Assume we are given $n$ random variables $X_1, ..., X_n$ that satisfy some conditions (so that the covariances exist and so forth) then to me, PCA means forming the matrix $C = (\text{Cov}(X_i, X_j))_{i,j=1,...,n}$. This is a symmetric, positive semidefinite matrix so it can be diagonalized using an orthogonal matrix.

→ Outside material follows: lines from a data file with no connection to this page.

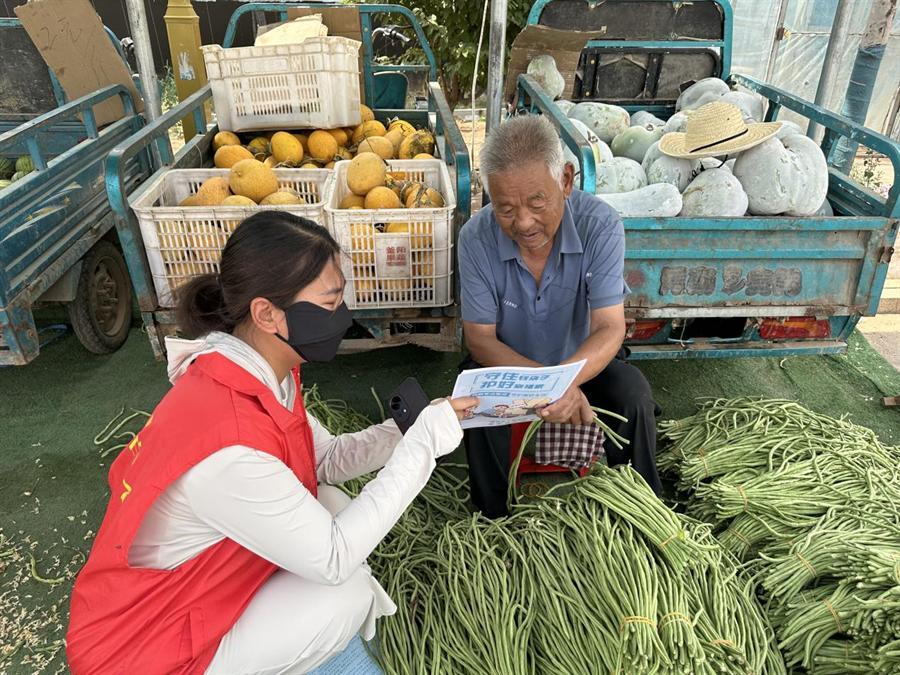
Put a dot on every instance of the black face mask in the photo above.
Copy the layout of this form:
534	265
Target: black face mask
314	332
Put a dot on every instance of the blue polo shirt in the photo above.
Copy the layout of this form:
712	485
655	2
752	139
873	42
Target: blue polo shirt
545	322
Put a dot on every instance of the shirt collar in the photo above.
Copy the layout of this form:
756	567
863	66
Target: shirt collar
567	238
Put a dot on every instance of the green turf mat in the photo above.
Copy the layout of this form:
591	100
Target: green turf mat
53	480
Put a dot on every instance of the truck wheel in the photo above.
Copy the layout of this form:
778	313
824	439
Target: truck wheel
101	311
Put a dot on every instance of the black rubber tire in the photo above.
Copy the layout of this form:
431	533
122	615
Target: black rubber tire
101	311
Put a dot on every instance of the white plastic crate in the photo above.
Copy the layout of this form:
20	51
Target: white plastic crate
411	266
311	84
185	242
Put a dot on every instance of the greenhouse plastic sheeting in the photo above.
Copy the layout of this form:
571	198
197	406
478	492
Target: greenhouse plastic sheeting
801	54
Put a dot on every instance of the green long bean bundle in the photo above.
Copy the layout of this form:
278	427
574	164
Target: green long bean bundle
813	504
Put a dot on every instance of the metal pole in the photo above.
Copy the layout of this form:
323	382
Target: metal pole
188	68
776	41
140	33
871	51
496	64
839	31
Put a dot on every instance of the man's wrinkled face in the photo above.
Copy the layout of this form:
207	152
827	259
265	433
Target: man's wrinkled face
529	203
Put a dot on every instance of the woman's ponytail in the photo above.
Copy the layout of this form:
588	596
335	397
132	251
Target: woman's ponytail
272	255
201	307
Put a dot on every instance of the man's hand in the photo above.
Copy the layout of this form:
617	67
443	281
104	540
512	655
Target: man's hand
572	408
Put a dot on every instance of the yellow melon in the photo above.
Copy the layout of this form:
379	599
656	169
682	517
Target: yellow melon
395	184
229	155
420	142
405	127
382	198
366	171
303	138
421	197
352	200
322	146
224	138
259	145
238	200
366	129
286	149
283	197
340	136
362	244
212	192
251	178
380	145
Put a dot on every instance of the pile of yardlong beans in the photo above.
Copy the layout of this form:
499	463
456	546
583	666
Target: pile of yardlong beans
812	504
564	585
597	576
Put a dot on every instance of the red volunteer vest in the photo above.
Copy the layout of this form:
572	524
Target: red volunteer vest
139	620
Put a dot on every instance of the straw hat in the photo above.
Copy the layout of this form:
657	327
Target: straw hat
716	129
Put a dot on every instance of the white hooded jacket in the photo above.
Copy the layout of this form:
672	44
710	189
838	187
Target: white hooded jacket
256	500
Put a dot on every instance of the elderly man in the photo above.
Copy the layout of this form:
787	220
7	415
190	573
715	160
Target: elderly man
541	274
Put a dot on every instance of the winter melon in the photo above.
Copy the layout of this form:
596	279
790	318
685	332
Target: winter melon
700	93
543	69
714	194
653	201
788	175
634	142
607	121
620	175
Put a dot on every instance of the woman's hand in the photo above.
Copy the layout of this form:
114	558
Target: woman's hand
464	406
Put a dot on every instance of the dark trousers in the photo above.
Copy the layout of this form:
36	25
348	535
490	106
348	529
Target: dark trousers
620	388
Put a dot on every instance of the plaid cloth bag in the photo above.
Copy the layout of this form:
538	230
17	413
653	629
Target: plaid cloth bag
574	446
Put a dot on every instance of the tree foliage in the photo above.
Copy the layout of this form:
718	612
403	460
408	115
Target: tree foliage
452	28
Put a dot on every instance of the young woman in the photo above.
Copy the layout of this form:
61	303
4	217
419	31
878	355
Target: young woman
224	548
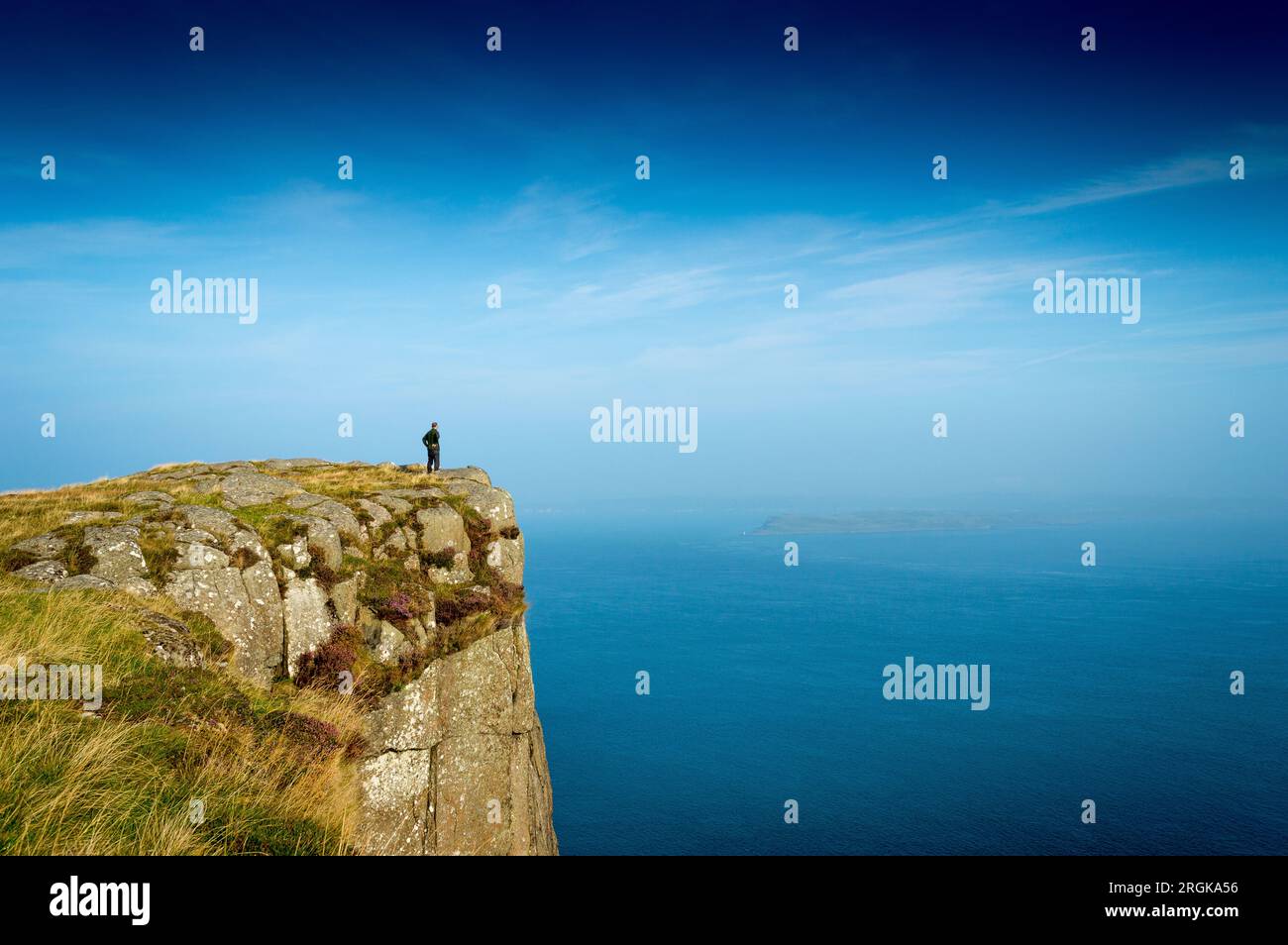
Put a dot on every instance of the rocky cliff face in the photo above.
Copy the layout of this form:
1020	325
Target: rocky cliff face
399	589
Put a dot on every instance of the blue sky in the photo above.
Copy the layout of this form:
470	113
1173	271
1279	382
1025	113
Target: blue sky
768	167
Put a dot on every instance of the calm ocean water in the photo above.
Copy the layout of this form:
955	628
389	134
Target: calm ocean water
1108	682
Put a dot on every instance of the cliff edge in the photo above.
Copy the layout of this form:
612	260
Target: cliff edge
375	589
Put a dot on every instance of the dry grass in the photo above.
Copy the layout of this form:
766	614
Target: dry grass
121	782
271	769
356	481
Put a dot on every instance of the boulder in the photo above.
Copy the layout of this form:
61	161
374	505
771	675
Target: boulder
150	498
43	546
377	512
460	739
84	518
214	520
505	557
116	551
220	595
344	599
44	572
494	505
192	555
308	623
442	528
389	643
85	582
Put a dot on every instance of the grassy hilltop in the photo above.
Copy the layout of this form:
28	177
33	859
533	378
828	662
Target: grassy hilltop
269	760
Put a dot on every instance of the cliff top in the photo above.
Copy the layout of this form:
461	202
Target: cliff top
249	618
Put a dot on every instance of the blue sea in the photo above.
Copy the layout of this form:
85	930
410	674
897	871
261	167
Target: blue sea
1108	683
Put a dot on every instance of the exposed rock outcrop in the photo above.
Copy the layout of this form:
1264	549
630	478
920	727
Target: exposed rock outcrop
426	578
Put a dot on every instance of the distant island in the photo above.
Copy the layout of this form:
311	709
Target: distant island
901	520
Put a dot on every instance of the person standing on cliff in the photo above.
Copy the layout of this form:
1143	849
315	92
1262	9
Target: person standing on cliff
430	441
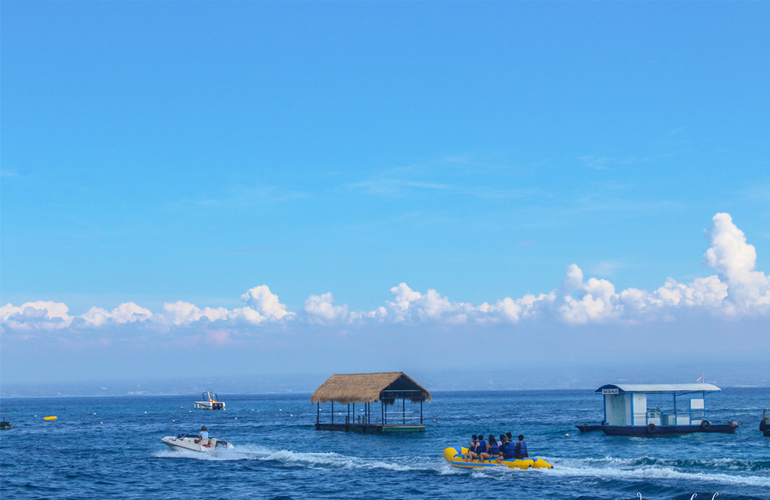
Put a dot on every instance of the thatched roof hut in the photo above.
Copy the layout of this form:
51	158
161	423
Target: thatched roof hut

I.e. we can find an invertible matrix $A \in \mathbb{R}^{n \times n}$ such that $A^T = A^{-1}$ and
$$A^{-1} C A = D = \text{diag}(\lambda_1, ..., \lambda_n)$$
One can show that, since $C$ is the covariance matrix of the vector of random variables $X = (X_1, ..., X_n)$ that then the covariance matrix of $AX$ is $A^TCA = D$. This is simple algebra using the mere definition and the bilinearity of covariance (maybe I got it wrong here and one needs to put $A^T$ in front of $X$ instead of $A$ or so). This means that we get new random variables $Y_1, ..., Y_n$ that are linear combinations of the old ones and such that
$$\text{Cov}(Y_i, Y_j) = 0$$
for all $i \neq j$. However, for $i=j$, i.e. for the diagonal entries we have
$$\lambda_i = D_{ii} = \text{Cov}(Y_i, Y_i) = \text{Var}(Y_i)$$
i.e. the $i$-th eigenvalue belonging to the $i$-th eigenvector is the variance of the $i$-th resulting PCA component (i.e. the new variable $Y_i$).
What people now do is take a threshold and throw away all $Y_i$ such that $\lambda_i$ is below that threshold. I.e. those variables who having a low variance 'do not contribute much'. However, this is just a heuristic (who sais that just because $Y_i$ has a small variance, it does not contribute much? It may be that this difference is small but unbelievably important ...) and should be used only when necessary, i.e. when you just have 30 or 40 variables and 1 mio. examples and you are using an algorithm that is able to detect uneccessary features then I would not use PCA as this tends to confuse the algorithm...